Arms were planted on Svoboda (Freedom) and Tryzuyb (Trident) nationalists who were arrested in January 2011, after the Jozef Stalin monument was blown up in Zaporizhzhia. In August, the leaders of the marginal nationalist group, Patriots of Ukraine, were interrogated after the SBU revealed plans for a terrorist attack on August 24, Ukraine’s Independence Day.

Ahead of the soccer Euro-2012 championship, another threat is politicized football fans. A senior interior ministry officer revealed to Ukrayinsky Tyzhden on November 4 that instructions had been sent from the presidential administration to repress fanatical football supporters. These instructions were issued after the August 7 soccer match between Kyiv Dynamo and Lviv Karpaty, where supporters of both clubs chanted “Thank you Donbas for a Faggot President” (www.youtube.com/watch?v=w0IqcXwpZpY). A print shop producing tee-shirts with the lyric was closed and its owner has fled abroad.
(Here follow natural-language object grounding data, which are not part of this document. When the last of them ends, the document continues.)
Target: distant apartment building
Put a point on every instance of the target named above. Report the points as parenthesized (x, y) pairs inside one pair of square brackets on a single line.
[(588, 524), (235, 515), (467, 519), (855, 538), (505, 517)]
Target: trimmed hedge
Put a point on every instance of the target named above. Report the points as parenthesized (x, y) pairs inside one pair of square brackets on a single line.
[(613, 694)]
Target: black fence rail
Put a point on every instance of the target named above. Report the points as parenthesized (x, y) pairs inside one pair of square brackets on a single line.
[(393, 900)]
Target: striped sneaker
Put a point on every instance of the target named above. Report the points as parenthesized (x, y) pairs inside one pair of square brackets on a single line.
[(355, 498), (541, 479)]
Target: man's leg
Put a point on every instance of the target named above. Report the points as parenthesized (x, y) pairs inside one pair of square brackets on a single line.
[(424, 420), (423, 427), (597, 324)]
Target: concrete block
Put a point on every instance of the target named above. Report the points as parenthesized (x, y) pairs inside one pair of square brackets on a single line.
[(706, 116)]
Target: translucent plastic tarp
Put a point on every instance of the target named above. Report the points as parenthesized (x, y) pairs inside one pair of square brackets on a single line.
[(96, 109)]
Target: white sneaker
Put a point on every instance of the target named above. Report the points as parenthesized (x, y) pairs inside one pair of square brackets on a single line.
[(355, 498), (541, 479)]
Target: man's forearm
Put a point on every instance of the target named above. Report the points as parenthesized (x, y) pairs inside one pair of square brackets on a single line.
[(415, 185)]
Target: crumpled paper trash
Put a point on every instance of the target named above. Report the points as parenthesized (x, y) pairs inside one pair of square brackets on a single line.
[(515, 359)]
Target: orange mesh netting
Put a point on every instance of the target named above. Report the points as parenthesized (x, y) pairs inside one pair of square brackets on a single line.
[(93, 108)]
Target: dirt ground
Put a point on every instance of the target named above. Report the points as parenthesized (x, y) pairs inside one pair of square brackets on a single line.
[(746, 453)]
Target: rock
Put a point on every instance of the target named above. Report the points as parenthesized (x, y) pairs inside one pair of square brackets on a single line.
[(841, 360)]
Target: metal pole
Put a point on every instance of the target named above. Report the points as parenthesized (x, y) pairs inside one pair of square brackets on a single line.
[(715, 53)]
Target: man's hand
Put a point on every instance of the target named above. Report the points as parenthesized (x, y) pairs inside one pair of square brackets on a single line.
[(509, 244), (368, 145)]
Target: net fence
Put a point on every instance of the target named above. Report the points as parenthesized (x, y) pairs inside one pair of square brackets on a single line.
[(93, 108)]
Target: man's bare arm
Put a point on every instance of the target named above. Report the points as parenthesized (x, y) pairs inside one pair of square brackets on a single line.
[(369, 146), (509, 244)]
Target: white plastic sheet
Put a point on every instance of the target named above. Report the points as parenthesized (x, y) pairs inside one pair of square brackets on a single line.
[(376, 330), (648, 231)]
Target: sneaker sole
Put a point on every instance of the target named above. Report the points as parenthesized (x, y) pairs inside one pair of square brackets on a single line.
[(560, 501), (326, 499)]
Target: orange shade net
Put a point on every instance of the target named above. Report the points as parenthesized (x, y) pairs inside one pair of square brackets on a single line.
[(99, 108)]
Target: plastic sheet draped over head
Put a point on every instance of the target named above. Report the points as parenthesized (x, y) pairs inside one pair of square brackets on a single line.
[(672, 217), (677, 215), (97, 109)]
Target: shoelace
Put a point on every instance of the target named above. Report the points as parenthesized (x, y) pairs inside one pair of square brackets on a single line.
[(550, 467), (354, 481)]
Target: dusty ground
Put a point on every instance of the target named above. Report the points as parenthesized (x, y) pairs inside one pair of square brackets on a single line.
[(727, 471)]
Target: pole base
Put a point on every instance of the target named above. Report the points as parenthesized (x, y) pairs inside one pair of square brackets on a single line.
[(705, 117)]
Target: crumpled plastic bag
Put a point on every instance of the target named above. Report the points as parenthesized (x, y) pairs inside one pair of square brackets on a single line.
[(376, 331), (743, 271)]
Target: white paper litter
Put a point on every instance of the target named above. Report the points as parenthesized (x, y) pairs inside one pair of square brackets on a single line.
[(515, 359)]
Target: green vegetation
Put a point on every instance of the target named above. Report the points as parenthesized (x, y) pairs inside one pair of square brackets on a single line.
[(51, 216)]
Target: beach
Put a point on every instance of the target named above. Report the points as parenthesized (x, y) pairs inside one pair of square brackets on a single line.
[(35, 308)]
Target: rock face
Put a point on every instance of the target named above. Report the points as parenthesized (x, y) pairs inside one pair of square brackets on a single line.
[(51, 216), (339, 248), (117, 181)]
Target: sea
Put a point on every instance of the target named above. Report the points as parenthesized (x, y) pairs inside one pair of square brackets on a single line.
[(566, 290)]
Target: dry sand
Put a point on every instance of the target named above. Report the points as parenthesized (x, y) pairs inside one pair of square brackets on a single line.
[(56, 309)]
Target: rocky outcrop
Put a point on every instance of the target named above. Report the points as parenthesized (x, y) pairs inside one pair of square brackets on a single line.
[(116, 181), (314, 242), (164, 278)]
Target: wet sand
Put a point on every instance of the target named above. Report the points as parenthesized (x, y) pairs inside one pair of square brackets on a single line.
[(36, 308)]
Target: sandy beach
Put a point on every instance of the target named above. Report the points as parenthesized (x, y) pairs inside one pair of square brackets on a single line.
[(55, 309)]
A Peoples Council was established by radical social, veterans and business NGO’s on Nov. 5, with the objective of overthrowing Yanukovych. Chernobyl and Afghanistan veterans have twice almost stormed parliament, in the second incident breaking newly erected metal fences. The Peoples Council will have limited influence because of widespread disillusionment in opposition politicians. “Today the political opposition is completely unable to do anything,” Volodymyr Fesenko, the head of the Penta think tank, said. He pointed to low numbers of protestors in Ukraine compared to those in Greece and elsewhere in Europe.

The president’s paranoia will have two outcomes. First, it reduces the chances of Tymoshenko’s release. Second, it is likely to stoke further political repression, especially ahead of the 2015 presidential election, when Yanukovych will campaign for re-election. In such an environment of paranoia, exaggerated threats and personal insecurity, it will be virtually impossible to hold free elections in 2012 and 2015.

Taras Kuzio is a senior fellow at the Center for Transatlantic Relations, School Advanced International Studies, Johns Hopkins University, Washington DC.